Up until now we have discussed only ephemeral tasks. If we want a task to survive node failures, it needs to be registered as a persistent task at the cluster level.
Plugins can register persistent tasks definitions by implementing [PersistentTaskPlugin] and returning one or more [PersistentTasksExecutor] instances. These are collated into a [PersistentTasksExecutorRegistry] which is provided to [PersistentTasksNodeService] active on each node in the cluster, and a [PersistentTasksClusterService] active on the master.
The [PersistentTasksClusterService] runs on the master to manage the set of running persistent tasks. It periodically checks that all persistent tasks are assigned to live nodes and handles the creation, completion, removal and updates-to-the-state of persistent task instances in the cluster state (see [PersistentTasksCustomMetadata]).
The [PersistentTasksNodeService] monitors the cluster state to:
- Start any tasks allocated to it (tracked in the local [TaskManager] by an [AllocatedPersistentTask])
- Cancel any running tasks that have been removed ([AllocatedPersistentTask] extends [CancellableTask])
If a node leaves the cluster while it has a persistent task allocated to it, the master will re-allocate that task to a surviving node. To do this, it creates a new [PersistentTasksCustomMetadata.PersistentTask] entry with a higher `#allocationId`. The allocation ID is included any time the [PersistentTasksNodeService] communicates with the [PersistentTasksClusterService] about the task, it allows the [PersistentTasksClusterService] to ignore persistent task messages originating from stale allocations.

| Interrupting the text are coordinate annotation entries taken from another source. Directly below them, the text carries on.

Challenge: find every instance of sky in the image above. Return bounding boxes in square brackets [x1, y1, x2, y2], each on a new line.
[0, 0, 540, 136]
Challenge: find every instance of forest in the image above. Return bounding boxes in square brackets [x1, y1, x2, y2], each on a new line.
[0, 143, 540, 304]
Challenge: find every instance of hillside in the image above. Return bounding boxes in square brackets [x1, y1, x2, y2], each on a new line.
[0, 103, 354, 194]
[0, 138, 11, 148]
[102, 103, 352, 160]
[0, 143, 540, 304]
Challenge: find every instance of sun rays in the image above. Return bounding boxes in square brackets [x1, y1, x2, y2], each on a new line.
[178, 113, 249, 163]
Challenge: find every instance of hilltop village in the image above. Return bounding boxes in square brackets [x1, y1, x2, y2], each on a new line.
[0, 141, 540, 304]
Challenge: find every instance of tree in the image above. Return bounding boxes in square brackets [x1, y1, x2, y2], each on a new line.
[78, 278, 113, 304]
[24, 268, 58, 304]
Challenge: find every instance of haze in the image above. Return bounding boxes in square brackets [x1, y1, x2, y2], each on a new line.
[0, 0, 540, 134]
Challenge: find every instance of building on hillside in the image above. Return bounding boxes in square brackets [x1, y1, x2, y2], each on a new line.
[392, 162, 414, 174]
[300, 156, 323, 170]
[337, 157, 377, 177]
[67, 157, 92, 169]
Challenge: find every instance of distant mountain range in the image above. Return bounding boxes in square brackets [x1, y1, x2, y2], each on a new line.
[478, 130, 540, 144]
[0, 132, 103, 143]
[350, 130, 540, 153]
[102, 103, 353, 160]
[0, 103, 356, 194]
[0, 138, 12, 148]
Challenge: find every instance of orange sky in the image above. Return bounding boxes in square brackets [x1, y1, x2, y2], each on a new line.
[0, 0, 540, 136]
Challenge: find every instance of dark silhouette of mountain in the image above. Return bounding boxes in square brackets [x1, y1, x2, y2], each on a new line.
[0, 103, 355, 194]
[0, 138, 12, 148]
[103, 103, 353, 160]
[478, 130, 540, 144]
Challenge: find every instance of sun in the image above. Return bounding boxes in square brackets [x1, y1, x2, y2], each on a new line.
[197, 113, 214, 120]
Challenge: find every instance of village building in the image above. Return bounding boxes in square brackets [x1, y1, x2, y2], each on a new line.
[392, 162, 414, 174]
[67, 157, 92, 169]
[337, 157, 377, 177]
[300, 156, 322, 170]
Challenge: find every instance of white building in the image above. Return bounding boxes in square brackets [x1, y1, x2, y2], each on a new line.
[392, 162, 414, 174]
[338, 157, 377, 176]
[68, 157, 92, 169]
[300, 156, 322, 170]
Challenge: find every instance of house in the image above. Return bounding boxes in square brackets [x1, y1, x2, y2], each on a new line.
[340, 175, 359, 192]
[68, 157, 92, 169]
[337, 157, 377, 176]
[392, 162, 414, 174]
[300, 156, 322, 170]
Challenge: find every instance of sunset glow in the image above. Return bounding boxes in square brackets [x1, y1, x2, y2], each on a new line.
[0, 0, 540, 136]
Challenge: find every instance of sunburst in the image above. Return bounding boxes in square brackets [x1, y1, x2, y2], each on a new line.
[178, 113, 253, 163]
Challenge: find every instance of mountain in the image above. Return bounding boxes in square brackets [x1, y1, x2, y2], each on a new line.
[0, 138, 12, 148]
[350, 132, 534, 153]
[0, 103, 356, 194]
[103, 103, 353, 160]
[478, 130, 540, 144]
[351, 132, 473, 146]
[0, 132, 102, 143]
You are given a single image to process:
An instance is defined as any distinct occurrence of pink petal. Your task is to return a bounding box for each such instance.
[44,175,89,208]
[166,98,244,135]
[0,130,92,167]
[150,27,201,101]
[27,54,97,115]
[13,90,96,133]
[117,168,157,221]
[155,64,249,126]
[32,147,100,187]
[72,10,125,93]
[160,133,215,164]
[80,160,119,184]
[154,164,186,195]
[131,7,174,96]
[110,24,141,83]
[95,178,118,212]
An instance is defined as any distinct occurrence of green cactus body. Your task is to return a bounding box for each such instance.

Some examples of the use of persistent tasks include:
- [ShardFollowTasksExecutor]: Defined by [cross-cluster replication](#cross-cluster-replication-ccr) to poll a remote cluster for updates
- [HealthNodeTaskExecutor]: Used to schedule work related to monitoring cluster health
- [SystemIndexMigrationExecutor]: Manages the migration of system indices after an upgrade
Tasks are integrated with the ElasticSearch APM infrastructure. They implement the [Traceable] interface, and [spans][APM Spans] are published to represent the execution of each task.